When Artificial Analysis ran their complete evaluation suite, Gemini 3.5 Flash cost $1,552 to complete, compared to $282 for Gemini 3 Flash (5.5x more expensive), approximately $870 for Gemini 3.1 Pro (75% more expensive), and less than $1,552 for GPT-5.5 medium.

The reason is turn count. In agentic evaluations, Flash required an average of 49 turns per task, one of the highest counts measured. Each turn passes the full conversation history as input. A model requiring 49 turns on a task accumulates token costs exponentially relative to a model completing the same task in 20 turns. The "less than half the cost" claim applies to per-token pricing in isolation; it does not hold for most practical agentic use cases.

## Antigravity 2 application

The Antigravity 2 app is a three-pane AI coding environment: project and conversation management on the left, main interaction and diff review in the center, and a prompt input and integrated terminal at the bottom. This layout matches the current standard for this category of tools.

Tested on two tasks:

**Simple UI (cafe website).** The model produced a visually polished single-page website, comparable to or better than Claude Opus 4.7 for this task. Simple UI generation appears to be a strength.

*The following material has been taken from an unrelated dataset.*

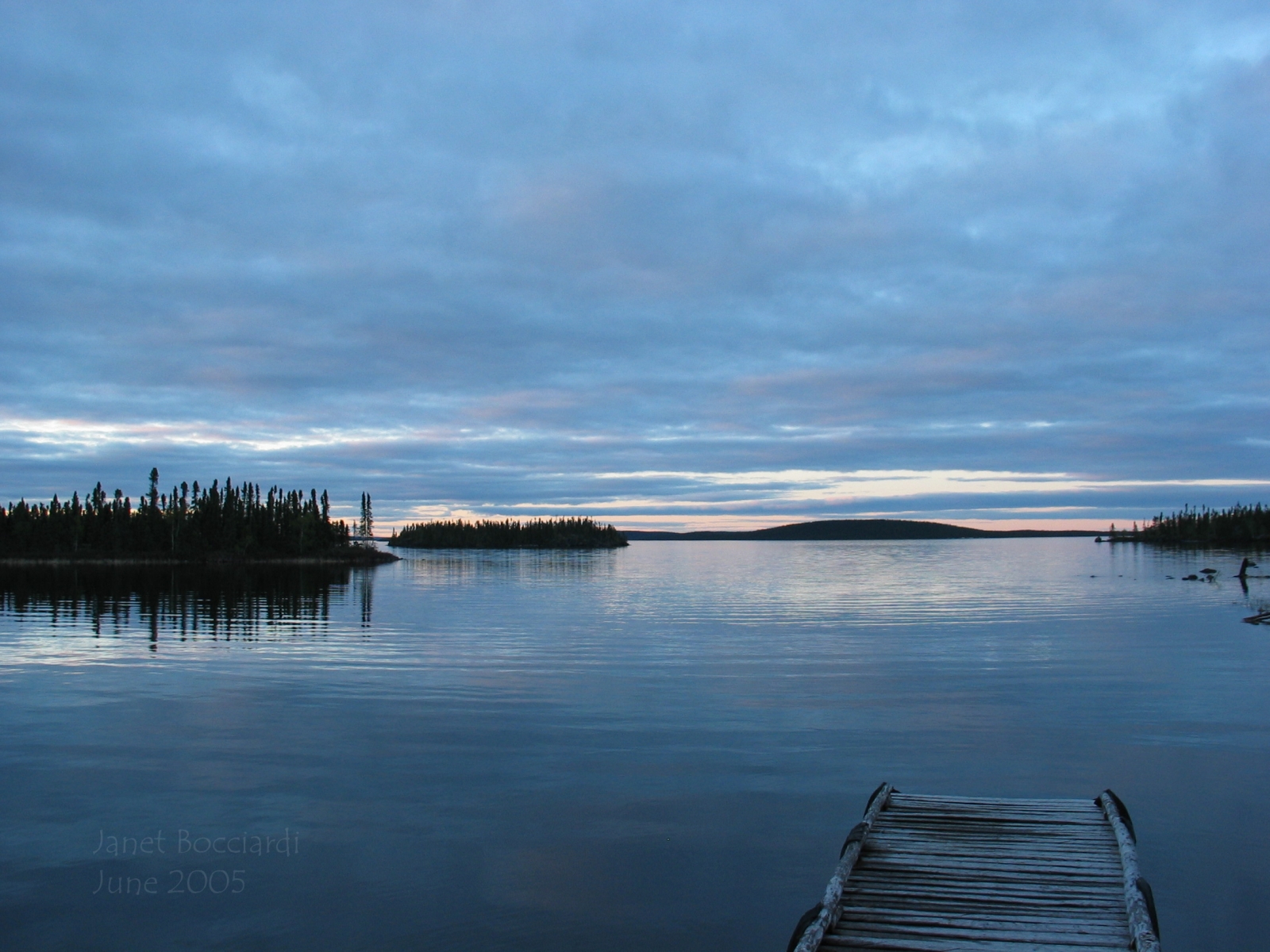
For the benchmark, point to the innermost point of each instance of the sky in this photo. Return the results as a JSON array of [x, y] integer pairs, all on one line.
[[671, 266]]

**Full-stack application (finance dashboard).** The resulting application was functional. The UI had a generic appearance compared to the Claude Opus version. Flash completed the task in 5 minutes versus 20 minutes for Opus; the Opus output was demonstrably more polished.

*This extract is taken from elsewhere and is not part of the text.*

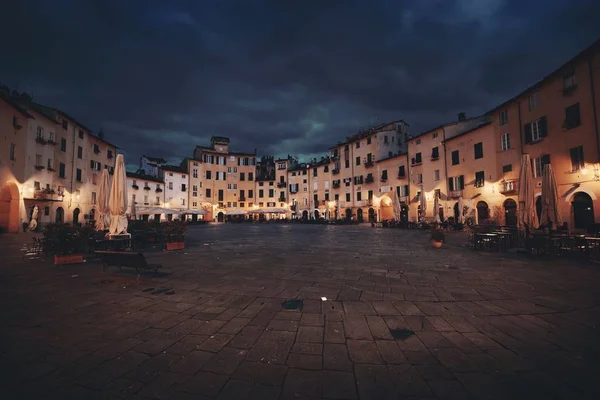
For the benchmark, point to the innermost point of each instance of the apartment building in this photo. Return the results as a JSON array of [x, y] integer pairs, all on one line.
[[555, 121], [228, 178], [355, 175], [54, 163], [146, 191]]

![Personal finance dashboard application generated by Gemini 3.5 Flash within the Antigravity 2 environment](https://imagedelivery.net/xZXo0QFi-1_4Zimer-T0XQ/1af69920-d323-46dc-11e2-200edc13c600/lg2x =1280x720)

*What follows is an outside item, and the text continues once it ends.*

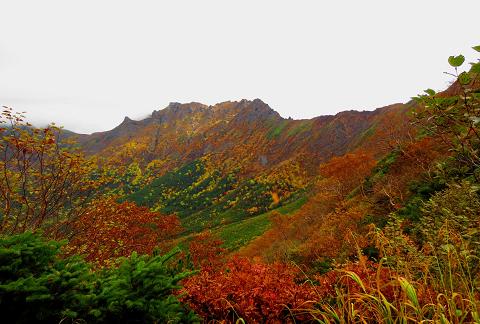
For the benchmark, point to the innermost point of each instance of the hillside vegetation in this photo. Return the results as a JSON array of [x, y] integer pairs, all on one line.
[[231, 213]]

The tradeoff is consistent with the benchmark data: significantly faster, with output quality that varies by task complexity.

## Antigravity CLI

The Antigravity CLI replaces the original Gemini CLI, which is being discontinued. The new CLI is rewritten in Go and is closed-source; the previous version was open-source. Functionality is similar. The move to closed source is a regression for developers who relied on the open-source version for customization or integration.

## Summary

Gemini 3.5 Flash is the fastest model currently available by a significant margin and performs well on agentic benchmarks. **For real-time conversational applications and multi-step agentic workflows where speed matters, it is a strong option. For coding tasks judged by independent benchmarks**, it underperforms its predecessors and is misrepresented in Google's own comparisons. For cost-sensitive agentic work, the per-token price advantage disappears once turn count is factored in.

**Antigravity 2 is a competent entry into the AI coding tool space without meaningful differentiation from existing tools**. The CLI's shift to closed source is a step back. The underlying model's speed advantage comes through in simple generation tasks; complex, design-sensitive work shows the gap between Flash and top-tier alternatives.

Gemini 3.5 Pro, which is forthcoming, may address the coding and cost-efficiency gaps. Until then, the Flash release is best understood as a speed-optimized specialist rather than a general-purpose replacement for existing frontier models.